R data.table Best Practices

There are many packages in R or Python to deal with table like data (or so called data frame), but data.table is probably the most efficient one. Here are some best practices to use data.table.

I have been planning to write a post on data.table for a while. The motivation is that many posts on data science or data analysis in R are using data.frame or dplyr to manipulate data. Many people probably will go for pandas in Python in the first place. However, I appreciate the efficiency of data.table more and more now, and believe for the dataset with is larger than 1GB and less than 100GB, data.table is the best choice.

After many years of using both Python and R, I have found that data.table is the most efficient package to deal with table-like data. It is also the most efficient package to deal with large dataset in R.
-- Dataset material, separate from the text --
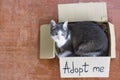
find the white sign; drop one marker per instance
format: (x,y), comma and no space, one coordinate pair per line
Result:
(75,67)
I also realized that there are many posts on the internet teaching people how to use all kinds of packages in R, especially tidyverse. First of all, I have to say that I like dtidyverse a lot, especially ggplot2 and dplyr. However, I think using data.table with basic R syntax is more efficient than using different kinds of packages. I believe using data.table with basic R syntax very well is the best way to learn R for data analysis.

So, here are the messages I have learned from my experience:

If you do not believe me why I think data.table is the efficient one, please check the benchmark of different packages on data manipulation.

Here is the roadmap of this post:

Big picture

Broadly speaking, there are there kinds of tasks in data analysis:

  1. what is the data about? such as the data structure, the data type, the data size, and variable names, etc.
  2. the data manipulation, such as data cleaning, data transformation, data aggregation, and data merging, etc.
  3. the data analysis, such as data visualization, statistical analysis, and machine learning, etc.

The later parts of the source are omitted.